Des avancées nationales contrastées
Au Maghreb, la cybersécurité n’est plus une option : elle est un impératif stratégique. Les États multiplient les efforts pour renforcer leurs infrastructures numériques, mais la vulnérabilité humaine demeure la principale faille.
Le Maroc illustre cette dynamique. En 2024, il a intégré le Tier 1 du Global Cybersecurity Index de l’Union internationale des télécommunications (UIT), rejoignant ainsi les pays considérés comme modèles. Ce classement est le fruit des initiatives menées par la Direction générale de la sécurité des systèmes d’information (DGSSI), qui a mis en place un cadre organisationnel et législatif robuste.
La Tunisie se positionne également parmi les pays les mieux classés de la région arabe, tandis que l’Algérie progresse mais reste en retrait, notamment sur le renforcement des capacités techniques et opérationnelles. Ces avancées traduisent une volonté politique affirmée, mais les défis persistent dans la mise en œuvre concrète des politiques de cybersécurité.

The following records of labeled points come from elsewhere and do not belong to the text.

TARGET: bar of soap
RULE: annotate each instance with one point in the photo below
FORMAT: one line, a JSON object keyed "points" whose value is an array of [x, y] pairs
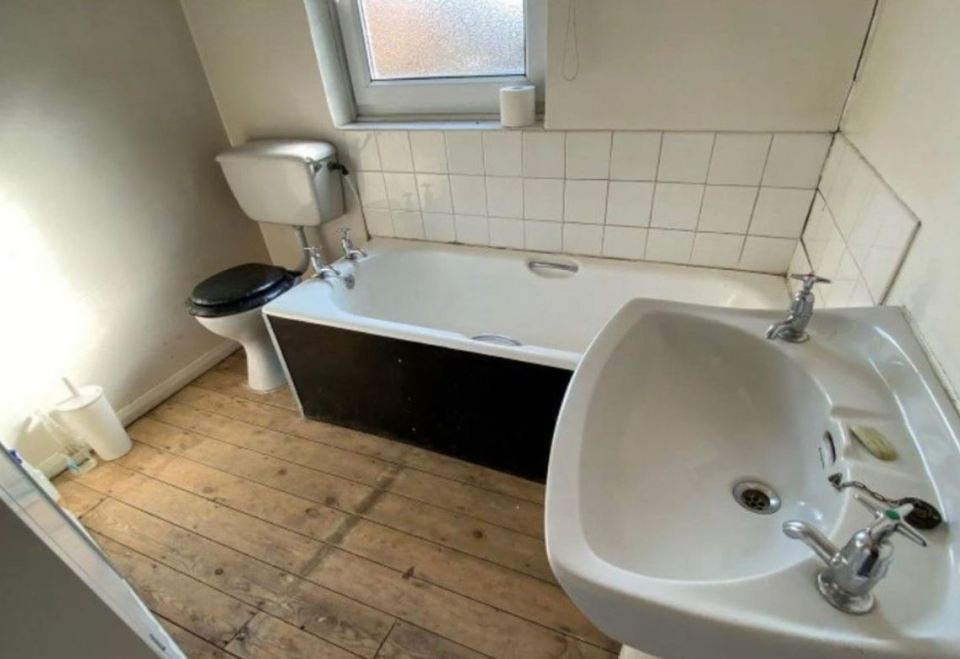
{"points": [[874, 441]]}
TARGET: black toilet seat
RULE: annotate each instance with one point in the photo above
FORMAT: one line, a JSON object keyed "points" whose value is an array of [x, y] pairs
{"points": [[238, 289]]}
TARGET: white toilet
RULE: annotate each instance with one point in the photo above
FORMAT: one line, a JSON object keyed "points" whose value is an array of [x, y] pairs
{"points": [[281, 182]]}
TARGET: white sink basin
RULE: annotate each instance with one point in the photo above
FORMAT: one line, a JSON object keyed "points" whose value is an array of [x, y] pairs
{"points": [[674, 404]]}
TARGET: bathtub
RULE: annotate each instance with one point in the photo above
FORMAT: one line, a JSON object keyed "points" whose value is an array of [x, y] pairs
{"points": [[466, 350]]}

Les entreprises en première ligne face aux cyberattaques
Les chiffres parlent d’eux-mêmes : au Maroc, 62 % des PME déclarent avoir subi au moins une tentative de cyberattaque en 2024. Pourtant, seules 28 % disposent d’un plan de cybersécurité structuré (Abwab Solutions). Cette réalité reflète une vulnérabilité organisationnelle qui touche l’ensemble de la région.
Les cybercriminels exploitent avant tout le facteur humain. Phishing, rançongiciels, fraudes au président (Business Email Compromise), messages frauduleux sur WhatsApp ou Telegram : les attaques se perfectionnent et ciblent la crédulité ou l’inattention des collaborateurs. Un clic trop rapide ou une pièce jointe ouverte sans vérification peut suffire à compromettre tout un système.
L’humain : maillon faible ou premier rempart ?
La question n’est plus de savoir si une entreprise sera attaquée, mais quand. Dans ce contexte, l’humain peut être le maillon faible… ou le meilleur bouclier. Or, la formation reste souvent ponctuelle, générique et déconnectée des réalités professionnelles.
Selon Benoit Grunemwald, expert en cybersécurité chez ESET Afrique Francophone, « une sensibilisation régulière et ciblée peut réduire drastiquement le risque. Après un an de formations courtes et de simulations de phishing, le taux d’erreurs des employés chute de plus de 80 %. L’investissement dans le facteur humain est l’un des plus rentables en cybersécurité ».
Bonnes pratiques : transformer l’employé en défenseur numérique
Pour réduire les risques, plusieurs leviers concrets peuvent être mis en place :
- Former régulièrement avec des modules courts (30 à 60 minutes) axés sur les menaces fréquentes : phishing, fraudes financières, sécurité mobile.
- Organiser des simulations de phishing afin de tester et améliorer la vigilance des équipes.
- Simplifier les procédures de signalement, sans crainte de sanction, pour encourager les réflexes d’alerte.
- Communiquer en continu via newsletters, affiches et rappels intégrés aux outils de travail.
- Ancrer la cybersécurité dans la culture d’entreprise, en liant formation et performance collective.
La cybersécurité, un défi collectif
La cybersécurité au Maghreb ne se joue pas uniquement dans les centres de données ou les agences spécialisées. Elle se joue au quotidien dans les bureaux, les usines, les administrations, mais aussi sur les téléphones et messageries des employés.
Si les États progressent au niveau réglementaire et institutionnel, les entreprises doivent placer la sensibilisation au cœur de leur stratégie. Car un collaborateur formé et conscient vaut plus qu’un pare-feu : il devient le premier défenseur de l’organisation.